The story of the Morris Feinmann Home, later to become Belong Morris Feinmann, has its roots in the refugee movement of the Second World War. As war clouds gathered in the 1930’s, some German Jews began to emigrate to England (as their forefathers from Eastern Europe had done before them, fleeing not from Nazis but from pogroms).
A group of refugees raised funds and started the Manchester Jewish Refugee Committee to help Jews flee from Nazi Europe and – most importantly for our story – to settle in Manchester. Under the early chairmanship of Morris Feinmann, who started a guarantee scheme, and the later dynamic leadership of Heinz Kroch, the group supported refugees in all sorts of ways and in 1947 bought a small house in Didsbury at 7, Amherst Rd. By this time, Morris Feinmann had died but his dream “to ensure the comfort and wellbeing of old and needy persons of the Jewish faith, particularly such of them who were refugees from racial or religious persecution” was realise by others. From such humble beginnings of this small house for seven people, the Morris Feinmann Home grew and developed.
It moved to larger premises on Palatine Road in and became a home for the elderly in “the community at large’, not just refugees. The home was run by volunteers, who dedicated many hours of their time, money, expertise and love to providing care and a home from home. The environment was always Jewish and the residents enjoyed kosher food, festivals and shabbat.

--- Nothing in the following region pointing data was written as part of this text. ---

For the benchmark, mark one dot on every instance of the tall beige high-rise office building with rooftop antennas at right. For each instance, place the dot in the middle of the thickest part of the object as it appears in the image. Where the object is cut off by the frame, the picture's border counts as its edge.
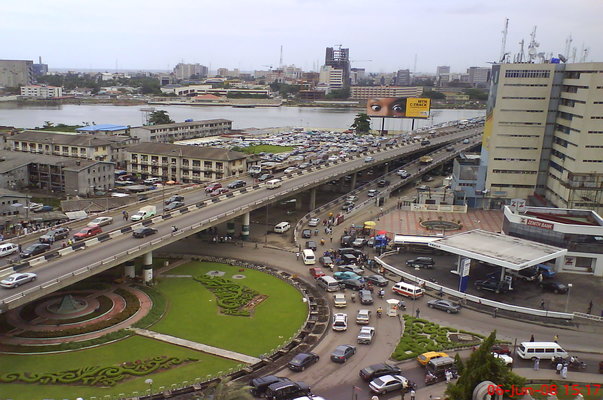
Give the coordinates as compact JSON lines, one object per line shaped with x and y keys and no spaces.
{"x":543,"y":138}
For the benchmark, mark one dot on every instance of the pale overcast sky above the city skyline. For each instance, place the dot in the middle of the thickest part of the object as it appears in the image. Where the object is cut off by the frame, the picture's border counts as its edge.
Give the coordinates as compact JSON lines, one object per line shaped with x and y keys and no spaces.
{"x":157,"y":34}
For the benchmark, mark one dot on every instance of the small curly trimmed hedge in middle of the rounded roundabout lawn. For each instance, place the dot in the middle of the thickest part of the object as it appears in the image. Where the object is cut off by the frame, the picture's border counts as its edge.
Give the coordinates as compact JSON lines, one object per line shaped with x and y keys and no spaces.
{"x":231,"y":297}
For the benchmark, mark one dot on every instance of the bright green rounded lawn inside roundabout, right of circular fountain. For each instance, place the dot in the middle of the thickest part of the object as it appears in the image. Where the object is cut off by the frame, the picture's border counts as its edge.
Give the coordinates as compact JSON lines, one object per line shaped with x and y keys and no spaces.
{"x":274,"y":320}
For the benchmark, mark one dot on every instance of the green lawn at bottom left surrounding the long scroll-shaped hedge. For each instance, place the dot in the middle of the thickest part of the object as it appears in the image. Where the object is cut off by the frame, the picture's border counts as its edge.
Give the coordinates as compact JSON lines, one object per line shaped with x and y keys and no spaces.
{"x":136,"y":348}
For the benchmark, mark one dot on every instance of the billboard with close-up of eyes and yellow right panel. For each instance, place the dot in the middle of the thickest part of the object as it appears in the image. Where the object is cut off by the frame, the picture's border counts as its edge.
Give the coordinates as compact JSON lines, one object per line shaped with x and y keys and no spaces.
{"x":398,"y":107}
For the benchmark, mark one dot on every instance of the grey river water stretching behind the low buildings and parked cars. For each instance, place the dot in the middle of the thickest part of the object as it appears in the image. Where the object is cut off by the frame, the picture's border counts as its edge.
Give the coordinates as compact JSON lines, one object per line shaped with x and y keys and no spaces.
{"x":30,"y":116}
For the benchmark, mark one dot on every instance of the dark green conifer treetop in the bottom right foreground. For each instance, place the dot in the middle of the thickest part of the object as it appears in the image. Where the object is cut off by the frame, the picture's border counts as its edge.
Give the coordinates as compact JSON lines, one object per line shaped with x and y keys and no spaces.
{"x":483,"y":366}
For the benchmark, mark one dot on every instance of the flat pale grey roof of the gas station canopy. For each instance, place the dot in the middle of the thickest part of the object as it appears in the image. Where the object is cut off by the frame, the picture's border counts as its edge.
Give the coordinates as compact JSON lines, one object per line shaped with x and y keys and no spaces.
{"x":494,"y":248}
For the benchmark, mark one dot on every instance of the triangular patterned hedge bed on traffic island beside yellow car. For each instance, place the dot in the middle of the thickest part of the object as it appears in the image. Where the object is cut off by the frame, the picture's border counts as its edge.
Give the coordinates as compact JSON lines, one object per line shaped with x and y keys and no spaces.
{"x":421,"y":336}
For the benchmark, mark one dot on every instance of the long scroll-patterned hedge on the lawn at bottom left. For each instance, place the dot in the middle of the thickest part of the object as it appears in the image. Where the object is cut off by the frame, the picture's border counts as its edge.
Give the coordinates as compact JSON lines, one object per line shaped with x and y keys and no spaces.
{"x":97,"y":375}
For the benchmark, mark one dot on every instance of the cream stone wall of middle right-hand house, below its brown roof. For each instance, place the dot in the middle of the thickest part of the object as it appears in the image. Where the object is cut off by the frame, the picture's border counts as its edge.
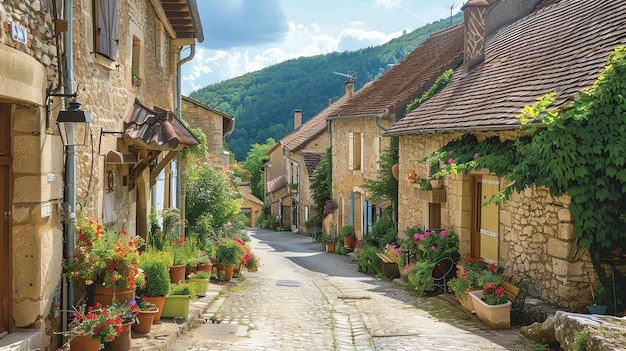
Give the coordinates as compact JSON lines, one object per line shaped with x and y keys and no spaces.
{"x":347,"y":179}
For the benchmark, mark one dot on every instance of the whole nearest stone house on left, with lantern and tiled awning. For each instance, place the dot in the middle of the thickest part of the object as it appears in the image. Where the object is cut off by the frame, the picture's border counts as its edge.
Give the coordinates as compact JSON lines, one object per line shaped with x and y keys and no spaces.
{"x":116,"y":58}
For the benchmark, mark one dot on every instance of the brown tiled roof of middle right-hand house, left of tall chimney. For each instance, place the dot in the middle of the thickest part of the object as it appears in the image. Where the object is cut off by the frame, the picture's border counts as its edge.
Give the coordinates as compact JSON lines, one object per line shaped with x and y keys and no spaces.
{"x":402,"y":82}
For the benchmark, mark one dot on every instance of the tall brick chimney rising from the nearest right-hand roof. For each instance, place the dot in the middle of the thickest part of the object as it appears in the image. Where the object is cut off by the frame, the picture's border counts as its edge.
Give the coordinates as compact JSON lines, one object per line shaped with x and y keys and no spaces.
{"x":475,"y":15}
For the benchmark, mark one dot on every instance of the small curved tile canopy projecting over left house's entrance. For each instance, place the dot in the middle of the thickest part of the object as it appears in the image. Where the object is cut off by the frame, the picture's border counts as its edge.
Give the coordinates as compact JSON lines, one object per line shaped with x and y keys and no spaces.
{"x":156,"y":129}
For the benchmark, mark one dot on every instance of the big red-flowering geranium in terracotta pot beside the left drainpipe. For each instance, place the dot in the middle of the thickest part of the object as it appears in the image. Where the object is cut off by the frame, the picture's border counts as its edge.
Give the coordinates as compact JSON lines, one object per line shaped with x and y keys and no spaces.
{"x":105,"y":261}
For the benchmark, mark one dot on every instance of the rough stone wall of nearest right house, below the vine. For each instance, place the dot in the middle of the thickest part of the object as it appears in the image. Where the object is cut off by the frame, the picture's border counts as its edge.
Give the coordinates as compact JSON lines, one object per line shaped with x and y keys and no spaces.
{"x":535,"y":229}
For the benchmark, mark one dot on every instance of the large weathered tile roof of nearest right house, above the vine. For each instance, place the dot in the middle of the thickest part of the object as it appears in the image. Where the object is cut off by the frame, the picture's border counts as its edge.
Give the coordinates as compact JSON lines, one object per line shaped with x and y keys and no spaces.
{"x":560,"y":47}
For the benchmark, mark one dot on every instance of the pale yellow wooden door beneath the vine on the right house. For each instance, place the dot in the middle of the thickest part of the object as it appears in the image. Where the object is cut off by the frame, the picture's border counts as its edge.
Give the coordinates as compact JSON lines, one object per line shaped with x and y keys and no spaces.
{"x":485,"y":233}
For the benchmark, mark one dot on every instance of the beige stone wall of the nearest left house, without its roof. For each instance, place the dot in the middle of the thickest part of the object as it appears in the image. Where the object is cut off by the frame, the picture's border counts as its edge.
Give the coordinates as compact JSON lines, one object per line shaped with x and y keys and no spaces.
{"x":36,"y":160}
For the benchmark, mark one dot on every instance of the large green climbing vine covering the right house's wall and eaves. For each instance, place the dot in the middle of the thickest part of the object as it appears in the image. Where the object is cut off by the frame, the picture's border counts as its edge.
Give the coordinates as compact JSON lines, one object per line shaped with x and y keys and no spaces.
{"x":578,"y":150}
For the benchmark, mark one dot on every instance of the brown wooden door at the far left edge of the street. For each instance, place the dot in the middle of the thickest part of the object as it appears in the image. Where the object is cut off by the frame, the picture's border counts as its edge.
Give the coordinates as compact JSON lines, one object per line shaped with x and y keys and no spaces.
{"x":5,"y":216}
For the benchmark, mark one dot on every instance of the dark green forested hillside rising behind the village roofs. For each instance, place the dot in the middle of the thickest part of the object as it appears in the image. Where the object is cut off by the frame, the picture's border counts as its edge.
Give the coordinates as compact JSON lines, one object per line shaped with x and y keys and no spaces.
{"x":262,"y":102}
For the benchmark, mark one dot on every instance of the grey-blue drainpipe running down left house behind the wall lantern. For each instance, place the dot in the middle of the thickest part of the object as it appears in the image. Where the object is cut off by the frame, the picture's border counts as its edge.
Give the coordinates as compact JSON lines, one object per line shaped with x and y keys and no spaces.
{"x":70,"y":166}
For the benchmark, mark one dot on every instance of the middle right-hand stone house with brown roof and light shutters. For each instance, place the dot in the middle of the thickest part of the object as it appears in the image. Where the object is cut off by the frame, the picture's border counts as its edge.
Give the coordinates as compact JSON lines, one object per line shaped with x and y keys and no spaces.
{"x":358,"y":126}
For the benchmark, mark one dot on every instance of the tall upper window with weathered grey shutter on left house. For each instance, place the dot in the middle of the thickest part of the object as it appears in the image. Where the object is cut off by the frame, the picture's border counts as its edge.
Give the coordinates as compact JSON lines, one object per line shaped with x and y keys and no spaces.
{"x":106,"y":28}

In later years, there was growth in the form of specialist dementia care and the building of apartments, Barfield House, for those who were not ready for full time care but who enjoyed the proximity and activities of the home.
By 2012, the original building was felt to be no longer “fit for purpose” and a partnership was sought to build a brand new home. Belong have become our partners and have constructed the new state of the art Belong Morris Feinmann village, catering for up to 72 residents. The trustees of The Feinmann Trust will work with Belong to ensure that the village retains its Jewish culture and ethos, so as to keep the ideals of the founders and “add life to the years” of the residents.
Honorary President of The Feinmann Trust.
In 2017, after 16 years of distinguished service as a Trustee and seven as Chair, Alan accepted the position of Honorary President of The Feinmann Trust. He was previously chairman of the Manchester Jewish Forum, which represents all Jewish welfare organisations in Greater Manchester.
Joint Chair of The Feinmann Trust
Viv joined the Feinmann Trust in 2018. Her interest in Morris Feinmann began when her mother moved from Liverpool to the old home. Viv joined the social committee and became chair before moving on to be a trustee. Viv is also a magistrate of almost 30 year’s standing and is a chair of both the adult and youth bench.
Alan is treasurer of The Feinmann Trust. He is a Chartered Accountant with experience of the care sector. He is an elected council member of the Institute of Chartered Accountants in England and Wales representing Greater Manchester.
Jonathan is a qualified doctor and lawyer and also has significant commercial experience. He was brought onto the Board in 2012, and, together with Ian Paul (see above) formulated and executed the closure of the old Home and the re-development of the site in partnership with Belong.
Helen ran her own community pharmacy and it was here she gained experience working with nursing homes. Helen was appointed a trustee of Morris Feinmann Home in August 2000. She served as chairman of the board of trustees from November 2003 to November 2009. She works to ensure that the Jewish religious and cultural character of Belong MFH is maintained.
Ian Paul is a property investor and joined the Board in 2011 to advise on property development and future strategies. Ian and Jonathan (qv) were the driving force in the partnership with Belong leading to the development of the new Village. Ian is a firm believer in supporting Jewish facilities across Manchester and is committed to promoting Belong Morris Feinmann to all members of the Jewish community who, he hopes, will fully use the facilities that it provides.
Neil has a long-standing connection with the Belong Morris Feinmann through his late mother who was the chair of the Residents’ Committee of Barfield House. Throughout his professional career as a solicitor he has always been involved with people who have been unfortunate enough to require care and support and has wide experience of the care sector and statutory services.